2. Sind an sächlichen Betriebsmitteln lediglich die Wachgebäude, die Telefonanlage und die Alarmanlage übernommen worden, kann nicht davon ausgegangen werden, dass wesentliche materielle Betriebsmittel, die die Identität der wirtschaftlichen Einheit des Bewachungsbetriebes für den Truppenübungsplatz ausmachen, auf die Beklagte übergegangen sind.

3. Ein erheblicher Grad der Ähnlichkeit zwischen den vor und nach dem Übergang verrichteten Tätigkeiten ist vorliegend zur Abgrenzung zwischen einer reinen Funktionsnachfolge bzw. Auftragsnachfolge und einem Betriebsübergang nicht geeignet.

4. Bewachungsleistungen werden üblicherweise nur unter Einsatz einfacher Arbeitsmittel angeboten.
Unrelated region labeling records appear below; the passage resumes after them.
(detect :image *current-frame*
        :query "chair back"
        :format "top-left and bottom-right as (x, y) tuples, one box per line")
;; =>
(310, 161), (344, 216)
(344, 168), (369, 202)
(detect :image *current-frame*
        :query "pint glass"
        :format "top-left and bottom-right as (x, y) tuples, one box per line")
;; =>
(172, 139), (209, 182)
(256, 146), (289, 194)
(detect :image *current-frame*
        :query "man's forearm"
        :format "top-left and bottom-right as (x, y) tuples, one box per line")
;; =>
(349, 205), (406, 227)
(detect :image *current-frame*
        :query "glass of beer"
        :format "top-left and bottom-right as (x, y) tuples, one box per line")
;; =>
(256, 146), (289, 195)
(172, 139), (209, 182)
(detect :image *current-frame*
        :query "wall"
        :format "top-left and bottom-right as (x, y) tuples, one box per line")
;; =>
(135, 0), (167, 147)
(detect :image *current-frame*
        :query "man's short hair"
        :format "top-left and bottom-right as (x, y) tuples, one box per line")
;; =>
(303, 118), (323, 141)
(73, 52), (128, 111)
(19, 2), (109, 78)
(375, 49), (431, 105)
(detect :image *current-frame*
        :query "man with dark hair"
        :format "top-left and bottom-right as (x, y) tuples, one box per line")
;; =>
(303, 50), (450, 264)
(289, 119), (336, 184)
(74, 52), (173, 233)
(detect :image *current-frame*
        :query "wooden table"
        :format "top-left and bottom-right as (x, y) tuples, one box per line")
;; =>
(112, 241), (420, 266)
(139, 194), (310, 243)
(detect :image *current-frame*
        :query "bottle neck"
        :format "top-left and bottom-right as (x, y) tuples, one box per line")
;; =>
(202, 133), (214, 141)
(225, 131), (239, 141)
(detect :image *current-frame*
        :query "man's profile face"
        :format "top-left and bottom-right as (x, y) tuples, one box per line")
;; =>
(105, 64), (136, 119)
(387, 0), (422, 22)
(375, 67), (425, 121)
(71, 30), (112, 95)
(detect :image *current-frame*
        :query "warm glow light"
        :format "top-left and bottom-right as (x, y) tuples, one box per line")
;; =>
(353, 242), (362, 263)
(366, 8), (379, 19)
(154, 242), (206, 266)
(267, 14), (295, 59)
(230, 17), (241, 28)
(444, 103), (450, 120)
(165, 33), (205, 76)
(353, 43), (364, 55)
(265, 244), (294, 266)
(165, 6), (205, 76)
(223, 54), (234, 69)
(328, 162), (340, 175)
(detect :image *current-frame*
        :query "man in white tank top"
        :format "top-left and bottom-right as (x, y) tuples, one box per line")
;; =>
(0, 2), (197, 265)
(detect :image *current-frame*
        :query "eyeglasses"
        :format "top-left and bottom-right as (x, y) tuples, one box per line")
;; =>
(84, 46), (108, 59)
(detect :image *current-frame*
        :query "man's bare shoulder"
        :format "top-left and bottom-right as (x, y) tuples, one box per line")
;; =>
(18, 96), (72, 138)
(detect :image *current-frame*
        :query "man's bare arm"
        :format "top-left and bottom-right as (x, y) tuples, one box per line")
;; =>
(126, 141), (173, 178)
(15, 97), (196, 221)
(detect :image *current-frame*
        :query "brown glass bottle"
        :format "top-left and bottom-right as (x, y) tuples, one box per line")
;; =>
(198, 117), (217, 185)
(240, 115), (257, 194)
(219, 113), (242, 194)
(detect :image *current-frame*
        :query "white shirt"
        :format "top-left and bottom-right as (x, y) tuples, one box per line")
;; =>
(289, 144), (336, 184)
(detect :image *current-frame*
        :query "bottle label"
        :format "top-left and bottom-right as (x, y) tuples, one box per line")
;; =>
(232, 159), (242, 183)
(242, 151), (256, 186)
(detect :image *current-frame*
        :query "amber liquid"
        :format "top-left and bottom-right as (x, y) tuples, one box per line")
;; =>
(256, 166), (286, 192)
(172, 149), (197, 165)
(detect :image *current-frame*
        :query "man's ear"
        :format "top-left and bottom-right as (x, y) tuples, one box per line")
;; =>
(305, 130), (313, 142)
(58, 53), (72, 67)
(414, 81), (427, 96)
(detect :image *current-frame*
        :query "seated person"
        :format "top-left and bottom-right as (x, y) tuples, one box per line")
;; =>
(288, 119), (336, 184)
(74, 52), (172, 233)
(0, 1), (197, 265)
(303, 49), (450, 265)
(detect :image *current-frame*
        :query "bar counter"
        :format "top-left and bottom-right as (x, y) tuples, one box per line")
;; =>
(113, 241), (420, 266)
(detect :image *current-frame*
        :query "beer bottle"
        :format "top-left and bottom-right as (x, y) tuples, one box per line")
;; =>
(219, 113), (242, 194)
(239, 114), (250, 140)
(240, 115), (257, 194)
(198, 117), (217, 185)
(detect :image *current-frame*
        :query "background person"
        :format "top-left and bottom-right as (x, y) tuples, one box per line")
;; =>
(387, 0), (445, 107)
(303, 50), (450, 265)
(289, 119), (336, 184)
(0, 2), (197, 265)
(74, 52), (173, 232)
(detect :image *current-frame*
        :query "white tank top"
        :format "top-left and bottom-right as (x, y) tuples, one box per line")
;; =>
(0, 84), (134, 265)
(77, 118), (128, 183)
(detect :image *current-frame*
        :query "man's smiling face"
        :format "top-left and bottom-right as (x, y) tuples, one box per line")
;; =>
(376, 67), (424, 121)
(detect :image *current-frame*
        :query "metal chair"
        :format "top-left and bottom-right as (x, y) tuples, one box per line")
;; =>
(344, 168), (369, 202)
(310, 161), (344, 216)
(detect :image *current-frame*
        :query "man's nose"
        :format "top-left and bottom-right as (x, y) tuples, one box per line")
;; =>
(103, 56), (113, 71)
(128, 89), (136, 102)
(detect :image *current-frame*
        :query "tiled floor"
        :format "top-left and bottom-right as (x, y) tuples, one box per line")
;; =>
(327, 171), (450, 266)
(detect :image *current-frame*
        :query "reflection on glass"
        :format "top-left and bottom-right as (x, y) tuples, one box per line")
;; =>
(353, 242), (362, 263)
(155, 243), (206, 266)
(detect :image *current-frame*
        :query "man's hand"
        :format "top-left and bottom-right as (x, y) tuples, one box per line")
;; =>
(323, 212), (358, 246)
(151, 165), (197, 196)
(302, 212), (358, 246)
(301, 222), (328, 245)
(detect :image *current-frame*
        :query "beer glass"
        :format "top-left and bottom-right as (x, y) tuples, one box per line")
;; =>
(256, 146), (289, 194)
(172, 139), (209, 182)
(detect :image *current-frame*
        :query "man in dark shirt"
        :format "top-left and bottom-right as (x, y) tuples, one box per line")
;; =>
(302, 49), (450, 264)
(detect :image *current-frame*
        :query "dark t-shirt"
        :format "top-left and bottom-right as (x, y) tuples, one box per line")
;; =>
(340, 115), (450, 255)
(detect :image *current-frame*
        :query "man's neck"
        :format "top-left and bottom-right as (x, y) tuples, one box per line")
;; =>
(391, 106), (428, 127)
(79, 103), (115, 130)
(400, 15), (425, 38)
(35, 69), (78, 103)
Dies spricht dafür, dass es sich hierbei um eine Branche handelt, in der es im Wesentlichen auf die menschliche Arbeitskraft ankommt.

5. Die Übernahme von lediglich ca. 40% der Belegschaft des früheren Arbeitgebers stellt nicht einen nach Zahl und Sachkunde wesentlichen Teil des Personals dar.
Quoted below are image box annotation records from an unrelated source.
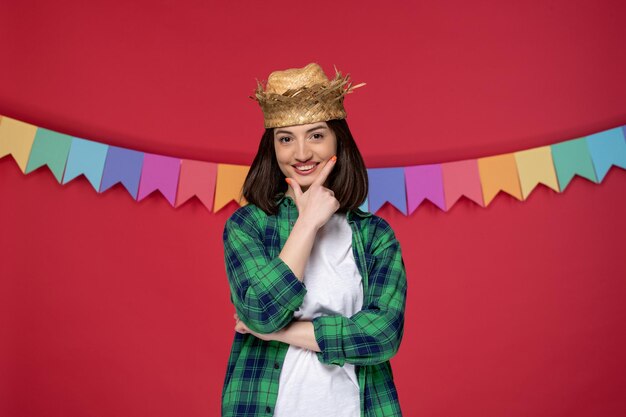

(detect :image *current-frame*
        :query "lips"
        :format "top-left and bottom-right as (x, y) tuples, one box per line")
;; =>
(293, 162), (319, 175)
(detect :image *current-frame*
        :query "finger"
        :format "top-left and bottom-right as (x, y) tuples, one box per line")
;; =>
(285, 177), (302, 200)
(313, 156), (337, 185)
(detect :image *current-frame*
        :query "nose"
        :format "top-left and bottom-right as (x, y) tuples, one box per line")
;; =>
(295, 140), (313, 162)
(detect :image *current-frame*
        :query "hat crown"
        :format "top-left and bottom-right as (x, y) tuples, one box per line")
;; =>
(250, 62), (365, 128)
(265, 62), (329, 94)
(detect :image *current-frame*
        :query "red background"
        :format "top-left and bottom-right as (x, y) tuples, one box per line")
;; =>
(0, 0), (626, 417)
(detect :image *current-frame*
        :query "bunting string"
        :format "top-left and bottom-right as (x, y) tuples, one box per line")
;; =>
(0, 116), (626, 216)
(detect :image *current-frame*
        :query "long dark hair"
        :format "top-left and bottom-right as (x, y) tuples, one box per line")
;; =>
(242, 119), (368, 215)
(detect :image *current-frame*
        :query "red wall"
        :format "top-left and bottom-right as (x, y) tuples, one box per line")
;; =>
(0, 0), (626, 417)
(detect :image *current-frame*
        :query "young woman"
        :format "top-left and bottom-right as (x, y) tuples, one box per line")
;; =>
(222, 63), (407, 417)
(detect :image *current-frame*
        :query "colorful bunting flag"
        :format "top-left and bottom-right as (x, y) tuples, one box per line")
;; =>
(587, 128), (626, 181)
(100, 146), (144, 200)
(367, 168), (406, 215)
(0, 116), (626, 215)
(552, 138), (598, 191)
(24, 128), (72, 183)
(63, 138), (108, 191)
(404, 164), (446, 215)
(176, 159), (217, 211)
(213, 164), (250, 212)
(478, 153), (522, 206)
(137, 153), (180, 207)
(0, 116), (37, 173)
(515, 146), (560, 200)
(441, 159), (485, 211)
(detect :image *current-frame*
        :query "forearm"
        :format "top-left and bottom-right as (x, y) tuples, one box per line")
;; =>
(273, 321), (321, 352)
(278, 218), (317, 281)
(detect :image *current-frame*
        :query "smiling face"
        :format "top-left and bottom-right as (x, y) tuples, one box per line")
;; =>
(274, 122), (337, 198)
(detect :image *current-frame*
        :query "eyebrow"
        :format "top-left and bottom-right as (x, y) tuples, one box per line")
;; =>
(274, 125), (326, 135)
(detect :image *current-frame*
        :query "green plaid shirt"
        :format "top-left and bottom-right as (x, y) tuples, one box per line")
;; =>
(222, 193), (407, 417)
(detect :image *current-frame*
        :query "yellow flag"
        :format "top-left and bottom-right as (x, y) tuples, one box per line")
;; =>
(515, 146), (561, 200)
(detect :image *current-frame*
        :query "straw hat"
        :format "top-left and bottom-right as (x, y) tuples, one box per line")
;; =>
(250, 63), (365, 128)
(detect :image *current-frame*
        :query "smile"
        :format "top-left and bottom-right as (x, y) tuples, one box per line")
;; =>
(293, 163), (319, 175)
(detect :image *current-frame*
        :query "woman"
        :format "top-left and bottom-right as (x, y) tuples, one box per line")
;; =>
(222, 63), (407, 417)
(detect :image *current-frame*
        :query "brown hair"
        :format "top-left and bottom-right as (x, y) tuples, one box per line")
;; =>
(242, 119), (368, 215)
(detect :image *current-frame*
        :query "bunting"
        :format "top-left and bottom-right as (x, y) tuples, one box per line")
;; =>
(0, 116), (626, 216)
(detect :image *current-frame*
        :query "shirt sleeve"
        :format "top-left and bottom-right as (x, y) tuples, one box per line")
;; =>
(223, 208), (306, 333)
(313, 219), (407, 366)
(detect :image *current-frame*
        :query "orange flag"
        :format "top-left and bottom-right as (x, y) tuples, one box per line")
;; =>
(0, 116), (37, 173)
(213, 164), (250, 212)
(478, 153), (523, 206)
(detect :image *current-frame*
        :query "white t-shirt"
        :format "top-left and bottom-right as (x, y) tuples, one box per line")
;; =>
(274, 213), (363, 417)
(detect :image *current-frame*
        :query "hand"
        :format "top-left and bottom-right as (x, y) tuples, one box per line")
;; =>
(234, 313), (274, 341)
(287, 157), (341, 229)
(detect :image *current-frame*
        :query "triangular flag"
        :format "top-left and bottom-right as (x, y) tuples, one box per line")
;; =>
(63, 138), (109, 191)
(367, 167), (406, 216)
(552, 138), (598, 191)
(587, 128), (626, 182)
(137, 153), (180, 207)
(100, 146), (144, 200)
(24, 128), (72, 183)
(404, 164), (446, 214)
(213, 164), (250, 213)
(514, 146), (560, 200)
(478, 153), (522, 206)
(441, 159), (485, 211)
(0, 116), (37, 172)
(176, 159), (217, 211)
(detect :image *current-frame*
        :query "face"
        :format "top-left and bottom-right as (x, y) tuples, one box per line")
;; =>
(274, 122), (337, 198)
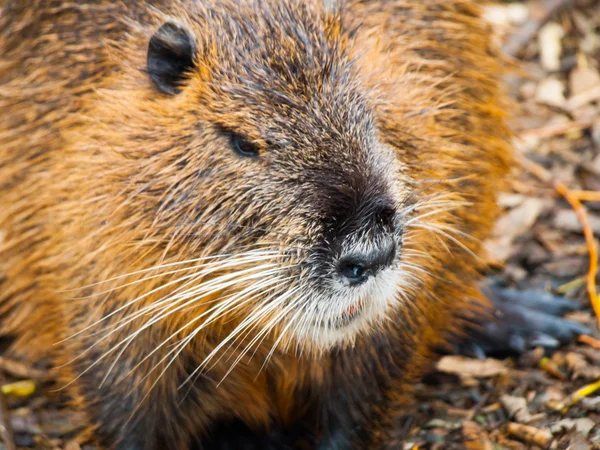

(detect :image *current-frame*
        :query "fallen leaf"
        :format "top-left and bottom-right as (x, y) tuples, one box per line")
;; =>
(436, 356), (507, 378)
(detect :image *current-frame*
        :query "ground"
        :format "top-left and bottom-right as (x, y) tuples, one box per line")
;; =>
(0, 0), (600, 450)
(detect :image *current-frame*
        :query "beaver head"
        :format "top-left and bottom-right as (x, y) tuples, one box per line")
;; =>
(64, 0), (440, 362)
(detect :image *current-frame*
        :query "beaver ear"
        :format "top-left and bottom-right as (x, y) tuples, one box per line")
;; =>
(147, 22), (196, 95)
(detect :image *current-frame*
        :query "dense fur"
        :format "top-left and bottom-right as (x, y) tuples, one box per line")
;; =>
(0, 0), (510, 449)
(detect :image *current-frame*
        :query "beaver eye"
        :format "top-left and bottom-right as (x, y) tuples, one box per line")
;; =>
(229, 133), (258, 157)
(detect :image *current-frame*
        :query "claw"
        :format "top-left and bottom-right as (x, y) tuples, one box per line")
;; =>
(453, 285), (591, 359)
(508, 334), (527, 353)
(531, 333), (560, 348)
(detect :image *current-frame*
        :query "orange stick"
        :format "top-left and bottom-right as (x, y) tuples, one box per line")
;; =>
(520, 157), (600, 327)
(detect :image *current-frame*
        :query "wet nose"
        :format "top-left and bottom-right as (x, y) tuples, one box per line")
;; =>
(337, 240), (396, 286)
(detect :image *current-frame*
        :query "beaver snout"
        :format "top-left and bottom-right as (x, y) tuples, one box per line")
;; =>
(337, 239), (396, 286)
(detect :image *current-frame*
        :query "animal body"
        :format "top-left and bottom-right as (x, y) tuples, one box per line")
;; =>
(0, 0), (524, 450)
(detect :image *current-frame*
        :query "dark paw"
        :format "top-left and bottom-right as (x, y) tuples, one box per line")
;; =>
(454, 285), (590, 358)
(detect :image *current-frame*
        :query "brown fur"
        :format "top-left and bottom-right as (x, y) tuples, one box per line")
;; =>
(0, 0), (510, 448)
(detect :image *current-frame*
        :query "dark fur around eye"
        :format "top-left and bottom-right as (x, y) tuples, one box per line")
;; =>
(224, 130), (259, 158)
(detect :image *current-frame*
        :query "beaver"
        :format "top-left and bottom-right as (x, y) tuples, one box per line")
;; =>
(0, 0), (592, 450)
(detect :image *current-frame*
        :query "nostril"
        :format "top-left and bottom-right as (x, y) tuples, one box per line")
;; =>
(339, 261), (367, 283)
(337, 241), (396, 286)
(376, 206), (396, 231)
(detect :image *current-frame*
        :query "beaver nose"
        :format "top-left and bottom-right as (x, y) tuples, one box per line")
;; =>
(337, 240), (396, 286)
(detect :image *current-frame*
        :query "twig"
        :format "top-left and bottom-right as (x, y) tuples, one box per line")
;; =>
(571, 191), (600, 202)
(577, 334), (600, 350)
(519, 157), (600, 326)
(504, 0), (571, 56)
(507, 422), (552, 448)
(561, 380), (600, 412)
(0, 379), (17, 450)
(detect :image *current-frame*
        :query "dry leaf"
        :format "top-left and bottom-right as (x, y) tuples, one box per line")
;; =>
(436, 356), (507, 378)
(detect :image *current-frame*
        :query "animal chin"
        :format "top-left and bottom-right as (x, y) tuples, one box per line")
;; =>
(322, 300), (365, 330)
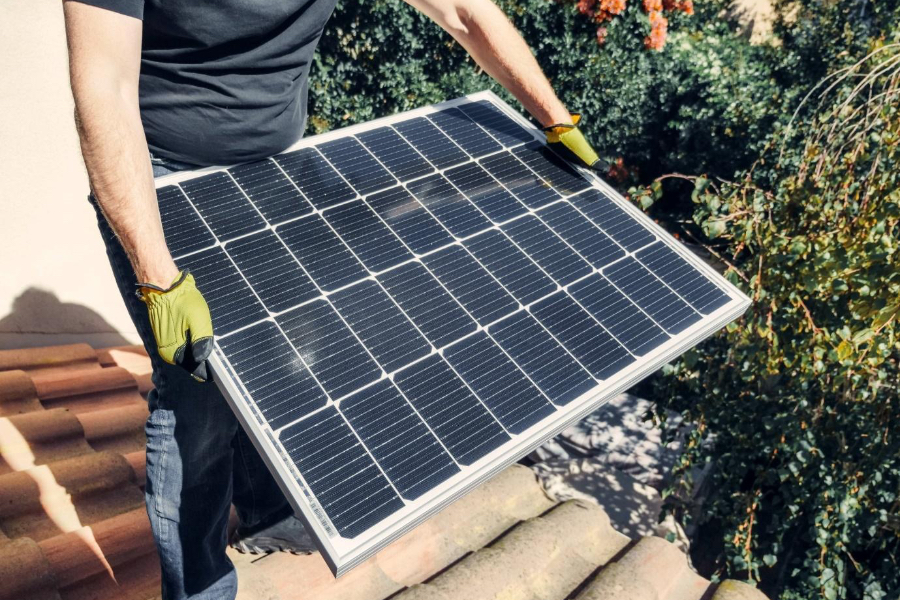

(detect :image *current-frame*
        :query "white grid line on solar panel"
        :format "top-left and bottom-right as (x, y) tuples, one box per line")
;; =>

6. Ist die Arbeitsorganisation weitgehend vorgegeben durch den erteilten Bewachungsauftrag und die von dem Auftraggeber herausgegebene Wachanweisung für das Wachkommando der zivilen Wache, sind Ähnlichkeiten unvermeidbar, weshalb dieser Gesichtspunkt für die Unterscheidung zwischen einer reinen Auftragsnachfolge und einem Betriebsübergang nicht von entscheidender Bedeutung ist.


LANDESARBEITSGERICHT NIEDERSACHSEN IM NAMEN DES VOLKES URTEIL

7 Sa 1429/06

In dem Rechtsstreit

hat die 7. Kammer des Landesarbeitsgerichts Niedersachsen auf die mündliche Verhandlung vom 10. Mai 2007 durch

den Vorsitzenden Richter am Landesarbeitsgericht Leibold, den ehrenamtlichen Richter Herrn Hanstedt, den ehrenamtlichen Richter Frau Saatkamp für Recht erkannt:

Tenor:

Die Berufung des Klägers gegen das Urteil des Arbeitsgerichts Hameln vom 27.07.2006, 1 Ca 162/06, wird kostenpflichtig zurückgewiesen.
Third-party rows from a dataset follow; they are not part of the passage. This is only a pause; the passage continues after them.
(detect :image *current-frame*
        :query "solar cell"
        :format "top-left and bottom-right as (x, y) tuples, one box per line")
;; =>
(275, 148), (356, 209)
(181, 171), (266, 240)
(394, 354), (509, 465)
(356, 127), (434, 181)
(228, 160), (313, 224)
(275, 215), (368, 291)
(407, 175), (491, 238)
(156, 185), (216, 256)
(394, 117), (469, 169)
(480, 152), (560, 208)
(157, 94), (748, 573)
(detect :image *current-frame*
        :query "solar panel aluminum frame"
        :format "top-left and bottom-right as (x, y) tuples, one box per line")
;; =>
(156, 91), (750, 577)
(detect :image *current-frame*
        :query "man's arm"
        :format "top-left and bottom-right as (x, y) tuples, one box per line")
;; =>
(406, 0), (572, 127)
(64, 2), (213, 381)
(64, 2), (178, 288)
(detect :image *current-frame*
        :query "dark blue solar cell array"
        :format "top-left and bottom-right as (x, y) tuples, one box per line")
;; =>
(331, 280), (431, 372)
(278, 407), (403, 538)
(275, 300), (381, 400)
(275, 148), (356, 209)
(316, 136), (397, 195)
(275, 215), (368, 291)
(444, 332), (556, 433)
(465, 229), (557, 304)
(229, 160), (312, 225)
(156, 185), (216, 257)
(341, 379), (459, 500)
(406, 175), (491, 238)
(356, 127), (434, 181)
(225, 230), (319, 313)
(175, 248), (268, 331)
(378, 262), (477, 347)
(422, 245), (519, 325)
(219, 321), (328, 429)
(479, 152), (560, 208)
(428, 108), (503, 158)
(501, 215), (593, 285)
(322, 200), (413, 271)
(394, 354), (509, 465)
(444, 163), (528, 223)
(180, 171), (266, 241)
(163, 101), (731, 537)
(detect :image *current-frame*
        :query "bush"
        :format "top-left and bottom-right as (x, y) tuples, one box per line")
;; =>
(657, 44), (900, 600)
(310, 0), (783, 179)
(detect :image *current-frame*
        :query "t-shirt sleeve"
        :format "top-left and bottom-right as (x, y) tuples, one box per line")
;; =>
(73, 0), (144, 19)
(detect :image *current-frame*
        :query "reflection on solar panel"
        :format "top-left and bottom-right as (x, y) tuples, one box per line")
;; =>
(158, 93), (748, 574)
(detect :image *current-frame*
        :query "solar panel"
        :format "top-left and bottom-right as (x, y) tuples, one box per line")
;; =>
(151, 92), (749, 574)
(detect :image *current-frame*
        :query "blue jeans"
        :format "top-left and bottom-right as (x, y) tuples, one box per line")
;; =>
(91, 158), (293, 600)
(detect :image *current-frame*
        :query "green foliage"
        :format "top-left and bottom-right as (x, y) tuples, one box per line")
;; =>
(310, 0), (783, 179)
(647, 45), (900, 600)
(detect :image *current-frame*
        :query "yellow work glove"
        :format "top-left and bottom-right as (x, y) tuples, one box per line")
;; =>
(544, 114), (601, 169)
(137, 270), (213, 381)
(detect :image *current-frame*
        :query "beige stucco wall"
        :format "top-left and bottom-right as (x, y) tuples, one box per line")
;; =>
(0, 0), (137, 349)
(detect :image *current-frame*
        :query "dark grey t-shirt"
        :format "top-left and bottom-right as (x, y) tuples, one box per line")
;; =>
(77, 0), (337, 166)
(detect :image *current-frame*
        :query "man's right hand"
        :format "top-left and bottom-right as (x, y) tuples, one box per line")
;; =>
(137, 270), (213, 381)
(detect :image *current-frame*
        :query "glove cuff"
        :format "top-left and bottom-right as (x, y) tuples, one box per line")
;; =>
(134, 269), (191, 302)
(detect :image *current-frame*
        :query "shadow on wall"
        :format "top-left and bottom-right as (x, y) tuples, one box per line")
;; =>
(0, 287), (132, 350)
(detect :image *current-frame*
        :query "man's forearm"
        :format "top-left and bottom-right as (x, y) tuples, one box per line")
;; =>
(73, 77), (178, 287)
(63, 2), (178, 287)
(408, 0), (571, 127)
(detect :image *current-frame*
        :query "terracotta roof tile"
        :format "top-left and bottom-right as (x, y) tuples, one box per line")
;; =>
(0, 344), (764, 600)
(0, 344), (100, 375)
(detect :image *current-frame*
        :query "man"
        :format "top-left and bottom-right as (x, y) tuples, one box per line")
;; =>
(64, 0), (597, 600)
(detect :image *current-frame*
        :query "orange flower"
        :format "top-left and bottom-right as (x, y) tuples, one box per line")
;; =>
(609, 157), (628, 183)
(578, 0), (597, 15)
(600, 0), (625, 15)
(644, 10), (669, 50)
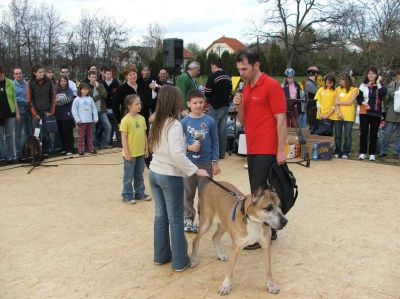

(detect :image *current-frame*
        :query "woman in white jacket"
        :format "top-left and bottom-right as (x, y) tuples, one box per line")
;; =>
(149, 85), (208, 272)
(71, 83), (99, 155)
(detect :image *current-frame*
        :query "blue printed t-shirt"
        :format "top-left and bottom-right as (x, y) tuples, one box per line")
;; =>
(181, 114), (219, 164)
Die Revision wird zugelassen.

Tatbestand:

Die Parteien streiten darüber, ob dem Kläger nach der Neuvergabe eines Bewachungsauftrags ein Wiedereinstellungsanspruch gegen den neuen Auftragnehmer, die Beklagte, zusteht.

Der Kläger war seit dem 01.10.1985 im Wachdienst auf dem Truppenübungsplatz B bei verschiedenen Arbeitgebern beschäftigt. Sein letzter Arbeitgeber, die Firma N GmbH & Co KG, kündigte das Arbeitsverhältnis mit Schreiben vom 30.09.2005 zum 01.01.2006, 7:00 Uhr (Bl. 7 d.A.), weil die zuständige Wehrbereichsverwaltung den Bewachungsauftrag neu ausgeschrieben hatte.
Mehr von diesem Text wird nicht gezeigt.